第102話「友達だから②」

「エースケは時々考え込んでるよね? 今も」


 階段をのぼりながらアインに話を振られる。


「そりゃ考えることはいっぱいだよ。お前ら基本的に全部俺に丸投げじゃん」


 いやみを言ったつもりはないが、アインには刺さったらしい。


「うっ、申し訳ないとは思ってるよ」


 たじろいで目を泳がす。


「好きでやってるからいいんだが、負担を肩代わりしてくれるなら歓迎だぜ?」


 と言って彼の肩を叩く。


「で、できる範囲で協力するよ。さしあたっては素材集めくらいしかできないけど」


 アインがそう言ったので笑う。


「冗談だよ」


 うそじゃない。

 

「でも正直、エースケにばかり負担をかけちゃってるなとは思ってるんだよ」


 アインは自嘲する。

 二人だけだからかはっきりとした気持ちが表れていた。


 ここは適当に流さないほうがいいかもしれない。


「お前の部屋に行ってもいい?」


「え、うん。いいけど」


 アインはびっくりしながらも首を縦に振ったので、とりあえず部屋まで押しかける。


 部屋の作りは俺のものと一緒だが、彼の部屋のほうが整然としていた。


「アインは掃除も整理整頓もできるんだな」


 ゲームの時はヒロインにやってもらってるイメージが強かったんだが。


「うん、一応できるだけ自分のことは自分でできるようになりたいからね」


 と言って照れくさそうに彼は笑う。

 女性にとっては胸キュンポイントなのかなとゲーマー的思考で思いつつ、同時に反省する。


「俺は苦手だから反省する」


「エースケなら頼めばやってくれる子、いるんじゃない?」


 なんてアインが言い出したのには驚きだった。


「いないだろ、そんな子」


 だいたい彼女でもない子に部屋の掃除や片づけをしてもらうってのは、何だか抵抗がある。

 

 ゲームで見たり現実でやってもらってるやつについては羨ましいとは思うんだけどな。


 自分でも自分のこの心理がよくわからない。


「……エースケって天然鈍感系っぽいよね」


「殴ってもいいか?」


 やっぱりかという顔をされたのでとりあえず右手で拳を作る。


「はは、勘弁してよ。たぶん僕のほうが弱いんだから」


 アインは笑うと、奥を指さす。


「入り口で立ち話も何だから入って適当に座って。お茶でも出すよ」


「おお」


 そう言えば部屋の中は土足禁止じゃないんだった。

 気を抜くと靴を脱ぎそうになるが、人前でやると怪訝に思われるから気をつけよう。


 リビングの壁側の椅子に座り、正面のキッチンでエースケがお茶を淹れる姿をながめる。


「様になってるな」


「はは、そうかい? 慣れちゃったからかな?」


 エースケはそう言ってピッチャーからお茶を出す。

 そう、この世界冷蔵庫と言えるものやピッチャーがあるのだ。


 魔法がある世界だしゲームなんだから仕方ないんだが、最初はちぐはぐな印象を抱いたものだ。
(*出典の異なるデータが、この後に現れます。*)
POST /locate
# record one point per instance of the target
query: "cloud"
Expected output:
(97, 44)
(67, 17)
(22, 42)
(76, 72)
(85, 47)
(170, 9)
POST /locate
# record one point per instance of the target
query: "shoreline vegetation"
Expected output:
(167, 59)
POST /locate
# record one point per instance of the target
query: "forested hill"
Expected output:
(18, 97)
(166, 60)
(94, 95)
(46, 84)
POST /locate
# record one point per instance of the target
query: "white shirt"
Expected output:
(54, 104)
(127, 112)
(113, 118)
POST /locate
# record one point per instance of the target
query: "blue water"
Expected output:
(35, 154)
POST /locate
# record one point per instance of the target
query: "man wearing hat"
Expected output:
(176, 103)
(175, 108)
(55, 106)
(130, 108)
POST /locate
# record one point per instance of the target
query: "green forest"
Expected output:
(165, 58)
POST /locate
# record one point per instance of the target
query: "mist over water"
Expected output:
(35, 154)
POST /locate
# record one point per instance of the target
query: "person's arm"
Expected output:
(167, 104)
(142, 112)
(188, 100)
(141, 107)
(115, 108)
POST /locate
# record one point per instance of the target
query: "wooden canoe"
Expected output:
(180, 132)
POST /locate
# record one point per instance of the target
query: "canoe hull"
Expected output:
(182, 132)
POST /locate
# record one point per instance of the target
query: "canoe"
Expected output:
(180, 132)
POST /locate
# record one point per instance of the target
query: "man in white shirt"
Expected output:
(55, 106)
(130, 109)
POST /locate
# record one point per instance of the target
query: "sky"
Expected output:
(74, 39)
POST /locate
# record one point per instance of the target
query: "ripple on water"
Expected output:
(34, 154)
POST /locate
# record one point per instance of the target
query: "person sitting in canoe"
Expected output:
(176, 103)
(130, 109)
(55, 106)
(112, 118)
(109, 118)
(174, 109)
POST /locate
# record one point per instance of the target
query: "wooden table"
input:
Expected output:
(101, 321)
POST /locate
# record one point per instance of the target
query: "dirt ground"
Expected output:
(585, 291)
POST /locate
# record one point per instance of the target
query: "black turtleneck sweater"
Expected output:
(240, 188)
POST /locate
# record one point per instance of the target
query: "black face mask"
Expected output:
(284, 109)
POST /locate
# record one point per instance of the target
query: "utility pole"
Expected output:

 運営、世界観を緻密に作るつもりも統一する気もなかったんじゃないか?

 そんな疑問を思ったのは俺だけじゃないだろう。


 何周もプレイするうちに慣れちゃったけどな。


「はい、どうぞ」


 白いコップに注がれたお茶はあんまり美味くない。

 やることはやるが味の追及をする気はない男の味だな。


 同類に近いので理解できるし、俺よりマメだと思う。


「単刀直入に言うが、一年後そこそこ強くなっててくれりゃいい。蛍が納得するくらいにはな」


「……風連坂さんは懐疑的なんだね」


 アインに驚いた様子はなかった。

 何となく俺たちの関係性とかにも気づいてはいたのだろう。


「わかっていたか」


「彼女は露骨にしないけど、ひた隠しにするつもりもなさそうだからね」


 アインは自虐するように笑ってお茶を飲む。

 そしてまっすぐに俺を見つめてきた。


「僕がわからないのはエースケだよ。風連坂さんの反対を押し切って僕をパーティーに入れてるメリットは何なんだい?」


 アインにしてみれば気持ち悪いのかもな。

 何の取りえもない自分に親切にしてくれるのはなぜなのかと思うのだろう。


「友達だからじゃダメなのか?」


 これで納得してくれるならありがたいんだけどな。

 ゲームの主人公だからなんて説明はできないんだから。


「友達になってからなら納得したんだけど、なる前からエースケは親切だったよね」


 残念ながら少しも納得してくれなかった。